On the subject of the Dirichlet domain computation,
I agree that a completely new -- and more robust -- algorithm 
would be ideal.  If that's not possible, though, there's
a simply way to make the existing algorithm more robust.
As you guys know, the root of the problem is that as you
perform successive multiplications on matrices in O(3,1),
the numerical error accumulates exponentially fast.
In effect, if you do too many matrix multiplications you get garbage.
The bad news is that exponential accumulation of error seems 
to be an unavoidable fact of life in hyperbolic space.
The good news is that the effect is far milder in PSL(2,C)
than in O(3,1) -- many orders of magnitude milder.

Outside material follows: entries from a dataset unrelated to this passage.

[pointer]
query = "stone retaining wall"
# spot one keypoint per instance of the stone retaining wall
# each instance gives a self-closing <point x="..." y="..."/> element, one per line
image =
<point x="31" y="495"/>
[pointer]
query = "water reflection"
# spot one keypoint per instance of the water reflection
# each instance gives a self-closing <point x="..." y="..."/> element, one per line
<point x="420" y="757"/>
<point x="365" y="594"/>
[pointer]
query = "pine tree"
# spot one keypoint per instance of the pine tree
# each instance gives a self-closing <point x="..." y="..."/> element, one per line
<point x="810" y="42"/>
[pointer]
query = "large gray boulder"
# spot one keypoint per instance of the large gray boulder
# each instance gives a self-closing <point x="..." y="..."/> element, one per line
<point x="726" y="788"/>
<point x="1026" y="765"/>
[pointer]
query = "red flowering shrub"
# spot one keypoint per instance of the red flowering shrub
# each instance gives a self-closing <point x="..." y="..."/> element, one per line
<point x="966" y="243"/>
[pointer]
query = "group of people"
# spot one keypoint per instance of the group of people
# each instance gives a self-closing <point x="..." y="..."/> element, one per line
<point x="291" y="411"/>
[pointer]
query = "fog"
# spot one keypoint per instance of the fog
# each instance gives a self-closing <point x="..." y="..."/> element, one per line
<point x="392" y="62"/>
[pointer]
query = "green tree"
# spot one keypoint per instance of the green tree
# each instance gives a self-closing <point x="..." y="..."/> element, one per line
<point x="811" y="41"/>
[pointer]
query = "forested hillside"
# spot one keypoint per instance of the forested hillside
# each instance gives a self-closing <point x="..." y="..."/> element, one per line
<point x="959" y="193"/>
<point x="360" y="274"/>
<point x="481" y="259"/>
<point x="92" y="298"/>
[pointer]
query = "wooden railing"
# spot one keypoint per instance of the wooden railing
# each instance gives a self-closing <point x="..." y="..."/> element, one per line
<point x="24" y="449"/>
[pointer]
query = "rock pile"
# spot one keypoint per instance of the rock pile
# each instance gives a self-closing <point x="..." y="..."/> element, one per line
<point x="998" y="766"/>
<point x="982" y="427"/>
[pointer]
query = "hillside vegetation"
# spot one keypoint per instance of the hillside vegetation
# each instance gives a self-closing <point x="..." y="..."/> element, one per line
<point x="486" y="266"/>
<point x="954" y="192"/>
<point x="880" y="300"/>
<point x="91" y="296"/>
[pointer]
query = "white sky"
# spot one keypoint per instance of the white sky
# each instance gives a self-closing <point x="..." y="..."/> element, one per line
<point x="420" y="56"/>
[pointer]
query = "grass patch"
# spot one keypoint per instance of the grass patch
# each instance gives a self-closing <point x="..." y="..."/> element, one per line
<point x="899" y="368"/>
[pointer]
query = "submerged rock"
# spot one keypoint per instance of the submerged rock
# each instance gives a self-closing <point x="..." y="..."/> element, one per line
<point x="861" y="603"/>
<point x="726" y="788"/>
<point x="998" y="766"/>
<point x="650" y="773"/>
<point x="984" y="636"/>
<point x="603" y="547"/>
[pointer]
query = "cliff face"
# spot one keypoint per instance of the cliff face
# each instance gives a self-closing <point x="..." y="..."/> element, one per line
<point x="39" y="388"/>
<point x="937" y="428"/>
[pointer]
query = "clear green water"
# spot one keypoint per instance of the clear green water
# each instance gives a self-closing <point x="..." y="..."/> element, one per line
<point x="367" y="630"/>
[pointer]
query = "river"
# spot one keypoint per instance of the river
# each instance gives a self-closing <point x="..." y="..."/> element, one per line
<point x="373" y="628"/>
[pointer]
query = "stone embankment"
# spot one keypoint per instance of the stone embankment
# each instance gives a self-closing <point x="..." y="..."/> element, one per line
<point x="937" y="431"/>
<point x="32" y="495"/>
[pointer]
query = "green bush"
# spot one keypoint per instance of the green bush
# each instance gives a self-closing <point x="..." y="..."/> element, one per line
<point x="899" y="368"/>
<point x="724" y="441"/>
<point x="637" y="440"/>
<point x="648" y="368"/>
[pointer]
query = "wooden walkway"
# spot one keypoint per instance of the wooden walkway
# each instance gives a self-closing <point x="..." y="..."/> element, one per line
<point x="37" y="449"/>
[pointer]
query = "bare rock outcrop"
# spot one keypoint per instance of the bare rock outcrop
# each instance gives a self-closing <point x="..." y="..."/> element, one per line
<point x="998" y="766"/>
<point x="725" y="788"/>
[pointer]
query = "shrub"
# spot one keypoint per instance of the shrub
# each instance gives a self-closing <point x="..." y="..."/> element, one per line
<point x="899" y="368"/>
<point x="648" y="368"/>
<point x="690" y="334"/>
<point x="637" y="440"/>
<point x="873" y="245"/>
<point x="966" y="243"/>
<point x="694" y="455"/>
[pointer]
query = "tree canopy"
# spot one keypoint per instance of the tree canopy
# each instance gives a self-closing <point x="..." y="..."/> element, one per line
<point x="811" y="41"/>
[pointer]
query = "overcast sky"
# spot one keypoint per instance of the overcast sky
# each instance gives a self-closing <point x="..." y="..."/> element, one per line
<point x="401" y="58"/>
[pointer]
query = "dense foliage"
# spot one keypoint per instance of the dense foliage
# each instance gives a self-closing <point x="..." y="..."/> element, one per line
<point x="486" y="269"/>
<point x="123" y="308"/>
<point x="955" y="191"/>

(If anybody wants to see why, I can send you a very elementary paper
explaining why PSL(2,C) gives better results, and giving 
some estimates of the difference.)

So... a quick-and-easy (well, quick-and-relatively-easy) way
to improve the Dirichlet domain algorithm's robustness would
be to replace the O(3,1) matrix multiplications with
PSL(2,C) matrix multiplications.  (The SnapPea kernel already
includes a MoebiusTransformation structure that extends PSL(2,C)
to handle orientation-reversing isometries.)
The rest of the existing Dirichlet domain algorithm is tied
pretty heavily to the Minkowski space model, so the simplest
way to switch over to PSL(2,C) might be to do it "secretly".
That is, let the rest of the algorithm think it's still working
in the Minkowski space model with O(3,1) matrices, but extend
the definition of an O(3,1) matrix to include a "shadow" PSL(2,C)
matrix.  Then, whenever the main Dirichlet algorithm calls
the function to multiply together two O(3,1) matrices, that function
first secretly multiplies the corresonding shadow matrices in PSL(2,C),
then converts the product to O(3,1) and reports the result.
The downside, of course, is that you incur the overhead 
of the conversion at each step of the way.  The upside is that
you can significantly improve the algorithm without undertaking
the more massive task of rewriting the whole thing in the context
of PSL(2,C).

Of course, in the face of exponentially accumulating errors,
that sort of trick merely postpones the inevitable loss of precision
to larger Dirichlet domains, it doesn't eliminate the problem completely.
So if Nathaniel (or any of you guys) can come up with
a fundamentally better algorithm, that would be the ideal solution.